Les catégories du modèle visuel des illustrations dans la rubrique cinéma de l’entre-deux-guerres.

Le modèle a été ensuite appliqué à 26 000 images extraites des 3000 suppléments hebdomadaires collectés pour « La Page de cinéma ». Le résultat de la classification est accessible sur un mini-moteur de recherche.

Le modèle fonctionne assez bien sur ce corpus en grande partie parce qu’il est déjà largement imprégné de stéréotypes et de représentations normées : les images étaient codifiées mais pas selon nos codes actuels. Les résultats de la classification permettent aussi d’évaluer l’évolution temporelle de certaines représentations comme le portrait en médaillon. Format typique de la première rhétorique visuelle de la starification, le médaillon décline inévitablement après 1930. Dans les corpus de Paris-Match après-guerre, la forme ne sera plus que résiduelle.

Le déclin du portrait en médaillon dans la rubrique cinéma.

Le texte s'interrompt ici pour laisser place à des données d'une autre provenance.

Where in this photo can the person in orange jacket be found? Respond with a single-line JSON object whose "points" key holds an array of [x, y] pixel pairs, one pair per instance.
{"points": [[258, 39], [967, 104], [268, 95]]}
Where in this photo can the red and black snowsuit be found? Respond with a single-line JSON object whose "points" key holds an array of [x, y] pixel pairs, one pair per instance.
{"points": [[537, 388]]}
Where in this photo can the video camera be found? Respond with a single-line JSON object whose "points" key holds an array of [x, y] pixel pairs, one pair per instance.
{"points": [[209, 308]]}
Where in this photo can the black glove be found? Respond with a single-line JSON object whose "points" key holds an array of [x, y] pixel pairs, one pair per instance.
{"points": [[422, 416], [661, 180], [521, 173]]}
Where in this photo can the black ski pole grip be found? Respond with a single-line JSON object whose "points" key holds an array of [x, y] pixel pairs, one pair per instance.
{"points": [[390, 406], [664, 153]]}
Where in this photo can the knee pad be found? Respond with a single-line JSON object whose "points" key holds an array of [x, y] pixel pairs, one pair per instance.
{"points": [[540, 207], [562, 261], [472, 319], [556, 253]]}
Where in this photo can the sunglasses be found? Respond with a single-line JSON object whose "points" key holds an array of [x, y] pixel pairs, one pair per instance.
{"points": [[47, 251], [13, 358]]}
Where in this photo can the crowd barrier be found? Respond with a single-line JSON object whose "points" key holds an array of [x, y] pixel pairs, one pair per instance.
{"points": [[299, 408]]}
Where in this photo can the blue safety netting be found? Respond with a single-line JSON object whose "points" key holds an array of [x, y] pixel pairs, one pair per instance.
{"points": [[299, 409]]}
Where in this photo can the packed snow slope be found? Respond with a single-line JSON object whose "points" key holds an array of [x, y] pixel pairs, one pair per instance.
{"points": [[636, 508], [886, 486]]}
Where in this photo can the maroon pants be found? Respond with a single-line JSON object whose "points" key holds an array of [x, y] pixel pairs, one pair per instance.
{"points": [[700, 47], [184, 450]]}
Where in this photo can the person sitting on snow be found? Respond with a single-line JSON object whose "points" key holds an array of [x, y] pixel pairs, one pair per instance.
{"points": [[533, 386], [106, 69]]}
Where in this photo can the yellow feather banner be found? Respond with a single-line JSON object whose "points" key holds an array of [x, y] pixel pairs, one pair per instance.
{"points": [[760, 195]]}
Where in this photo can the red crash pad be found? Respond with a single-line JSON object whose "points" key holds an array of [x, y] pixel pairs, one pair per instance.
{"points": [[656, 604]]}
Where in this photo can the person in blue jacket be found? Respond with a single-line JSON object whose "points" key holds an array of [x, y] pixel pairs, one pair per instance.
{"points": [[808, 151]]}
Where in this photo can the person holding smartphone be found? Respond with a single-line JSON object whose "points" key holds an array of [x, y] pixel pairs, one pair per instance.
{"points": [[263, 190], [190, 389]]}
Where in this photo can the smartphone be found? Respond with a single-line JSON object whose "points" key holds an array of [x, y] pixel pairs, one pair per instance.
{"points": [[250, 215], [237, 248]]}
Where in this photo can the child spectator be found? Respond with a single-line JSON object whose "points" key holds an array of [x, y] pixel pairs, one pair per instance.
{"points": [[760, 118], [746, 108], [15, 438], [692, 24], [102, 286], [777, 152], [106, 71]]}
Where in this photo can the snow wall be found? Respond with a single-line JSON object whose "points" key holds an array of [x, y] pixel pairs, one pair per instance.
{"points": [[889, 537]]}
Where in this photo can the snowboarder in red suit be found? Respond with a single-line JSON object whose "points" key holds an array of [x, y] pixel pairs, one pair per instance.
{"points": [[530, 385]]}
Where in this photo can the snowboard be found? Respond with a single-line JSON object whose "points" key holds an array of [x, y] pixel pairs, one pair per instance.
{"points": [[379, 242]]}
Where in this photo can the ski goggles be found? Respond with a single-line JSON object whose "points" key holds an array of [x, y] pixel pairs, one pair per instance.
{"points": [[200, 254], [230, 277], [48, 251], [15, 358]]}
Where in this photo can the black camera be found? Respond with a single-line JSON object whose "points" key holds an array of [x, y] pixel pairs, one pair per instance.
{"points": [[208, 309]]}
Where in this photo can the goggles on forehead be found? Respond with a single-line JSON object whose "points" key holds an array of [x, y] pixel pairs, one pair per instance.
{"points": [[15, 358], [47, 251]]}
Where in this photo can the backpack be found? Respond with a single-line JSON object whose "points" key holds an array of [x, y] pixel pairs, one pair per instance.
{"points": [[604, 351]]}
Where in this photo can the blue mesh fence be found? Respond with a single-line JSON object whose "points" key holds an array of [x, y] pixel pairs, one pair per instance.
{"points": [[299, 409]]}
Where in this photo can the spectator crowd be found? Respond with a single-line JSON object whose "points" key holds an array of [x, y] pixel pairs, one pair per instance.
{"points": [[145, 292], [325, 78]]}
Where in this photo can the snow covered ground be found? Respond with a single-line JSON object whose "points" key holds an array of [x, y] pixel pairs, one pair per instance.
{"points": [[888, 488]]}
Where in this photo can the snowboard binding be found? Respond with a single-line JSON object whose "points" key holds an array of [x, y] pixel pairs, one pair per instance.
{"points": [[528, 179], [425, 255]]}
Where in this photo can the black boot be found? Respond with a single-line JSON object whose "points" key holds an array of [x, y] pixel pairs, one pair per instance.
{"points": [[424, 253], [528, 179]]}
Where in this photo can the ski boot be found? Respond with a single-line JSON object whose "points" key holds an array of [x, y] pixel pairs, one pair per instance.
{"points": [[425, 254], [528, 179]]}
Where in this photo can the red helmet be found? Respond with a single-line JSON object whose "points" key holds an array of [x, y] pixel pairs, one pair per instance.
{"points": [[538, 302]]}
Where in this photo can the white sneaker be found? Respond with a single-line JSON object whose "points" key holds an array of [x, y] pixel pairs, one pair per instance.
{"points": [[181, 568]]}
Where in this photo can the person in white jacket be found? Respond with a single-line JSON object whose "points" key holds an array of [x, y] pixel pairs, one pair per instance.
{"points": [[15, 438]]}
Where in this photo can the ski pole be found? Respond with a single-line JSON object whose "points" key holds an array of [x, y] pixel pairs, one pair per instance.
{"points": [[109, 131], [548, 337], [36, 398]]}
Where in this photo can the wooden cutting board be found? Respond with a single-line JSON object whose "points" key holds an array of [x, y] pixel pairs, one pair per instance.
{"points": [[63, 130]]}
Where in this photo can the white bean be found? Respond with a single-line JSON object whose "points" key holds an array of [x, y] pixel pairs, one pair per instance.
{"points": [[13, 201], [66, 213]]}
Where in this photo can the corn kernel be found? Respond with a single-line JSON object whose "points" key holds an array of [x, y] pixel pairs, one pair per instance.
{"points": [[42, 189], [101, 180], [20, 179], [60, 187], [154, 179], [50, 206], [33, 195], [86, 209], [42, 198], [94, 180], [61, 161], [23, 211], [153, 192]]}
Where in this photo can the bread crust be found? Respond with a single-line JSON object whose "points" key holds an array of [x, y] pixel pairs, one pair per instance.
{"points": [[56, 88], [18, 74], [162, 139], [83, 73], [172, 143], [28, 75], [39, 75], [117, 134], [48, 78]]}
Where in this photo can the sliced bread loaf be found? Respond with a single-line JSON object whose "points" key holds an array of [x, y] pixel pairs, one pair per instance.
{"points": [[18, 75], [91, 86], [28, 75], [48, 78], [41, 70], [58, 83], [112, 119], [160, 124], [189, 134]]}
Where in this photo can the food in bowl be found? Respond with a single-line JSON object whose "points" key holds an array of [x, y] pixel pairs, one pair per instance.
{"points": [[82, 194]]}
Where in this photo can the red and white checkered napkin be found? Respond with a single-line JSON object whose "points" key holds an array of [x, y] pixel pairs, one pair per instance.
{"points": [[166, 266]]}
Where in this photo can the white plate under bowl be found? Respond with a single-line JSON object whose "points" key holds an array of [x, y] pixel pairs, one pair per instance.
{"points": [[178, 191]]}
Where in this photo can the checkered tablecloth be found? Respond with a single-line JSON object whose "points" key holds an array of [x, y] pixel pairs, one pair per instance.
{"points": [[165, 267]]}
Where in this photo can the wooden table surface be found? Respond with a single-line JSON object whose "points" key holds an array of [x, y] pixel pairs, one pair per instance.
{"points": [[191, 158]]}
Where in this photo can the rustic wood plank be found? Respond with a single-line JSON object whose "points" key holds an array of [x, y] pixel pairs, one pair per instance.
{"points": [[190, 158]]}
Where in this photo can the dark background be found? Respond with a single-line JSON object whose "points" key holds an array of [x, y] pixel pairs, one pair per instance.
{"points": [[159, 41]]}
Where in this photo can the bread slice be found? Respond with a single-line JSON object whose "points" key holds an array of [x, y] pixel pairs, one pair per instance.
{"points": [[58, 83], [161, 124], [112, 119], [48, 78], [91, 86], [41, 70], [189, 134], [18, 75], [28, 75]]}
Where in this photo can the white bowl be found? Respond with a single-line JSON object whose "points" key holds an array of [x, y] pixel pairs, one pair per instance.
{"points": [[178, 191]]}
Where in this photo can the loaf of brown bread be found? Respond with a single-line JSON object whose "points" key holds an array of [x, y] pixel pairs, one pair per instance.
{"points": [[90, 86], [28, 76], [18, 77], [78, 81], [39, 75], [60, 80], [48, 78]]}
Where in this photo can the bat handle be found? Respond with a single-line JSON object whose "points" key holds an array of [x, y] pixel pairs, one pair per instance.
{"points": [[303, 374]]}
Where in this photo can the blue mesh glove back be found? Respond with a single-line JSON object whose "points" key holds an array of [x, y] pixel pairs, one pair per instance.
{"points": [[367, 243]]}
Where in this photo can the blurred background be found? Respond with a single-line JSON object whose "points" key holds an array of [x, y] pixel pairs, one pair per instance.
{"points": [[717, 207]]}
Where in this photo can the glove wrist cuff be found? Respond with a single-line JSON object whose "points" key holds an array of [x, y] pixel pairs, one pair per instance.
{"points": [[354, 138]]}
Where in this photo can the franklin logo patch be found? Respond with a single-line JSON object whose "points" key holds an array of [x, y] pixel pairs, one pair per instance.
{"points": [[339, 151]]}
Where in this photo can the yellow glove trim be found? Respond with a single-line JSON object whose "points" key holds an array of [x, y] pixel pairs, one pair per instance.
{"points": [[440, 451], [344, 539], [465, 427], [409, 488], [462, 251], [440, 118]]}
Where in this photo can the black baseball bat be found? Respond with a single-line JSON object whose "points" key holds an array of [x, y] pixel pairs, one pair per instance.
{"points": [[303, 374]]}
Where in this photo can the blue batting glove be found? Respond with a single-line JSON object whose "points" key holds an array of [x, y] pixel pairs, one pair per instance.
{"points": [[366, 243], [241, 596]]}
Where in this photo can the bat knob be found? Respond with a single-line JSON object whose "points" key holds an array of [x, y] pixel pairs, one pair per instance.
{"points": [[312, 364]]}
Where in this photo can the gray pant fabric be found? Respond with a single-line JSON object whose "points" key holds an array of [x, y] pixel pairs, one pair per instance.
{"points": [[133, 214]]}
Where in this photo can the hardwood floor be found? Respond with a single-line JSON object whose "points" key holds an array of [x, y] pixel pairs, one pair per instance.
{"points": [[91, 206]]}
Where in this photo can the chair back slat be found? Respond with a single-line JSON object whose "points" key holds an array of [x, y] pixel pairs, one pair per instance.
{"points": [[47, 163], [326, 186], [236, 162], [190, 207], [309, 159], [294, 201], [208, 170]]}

Un nouveau projet plus expérimental et plus ambitieux est actuellement élaboré selon les mêmes principes : l’émergence de la presse visuelle moderne (1850-1900) à partir d’un corpus de 114 000 images extraits des premiers magazines et hebdomadaires illustrés. On retrouve certaines catégories du corpus précédent comme les portraits en médaillon mais aussi d’autres formes de représentation qui semblent avoir progressivement disparu comme les représentation de statues. Inversement le corpus peut contribuer à tracer le développement progressif de certaines représentations comme la fascination pour la mer qui semble anticiper l’avènement du tourisme nautique.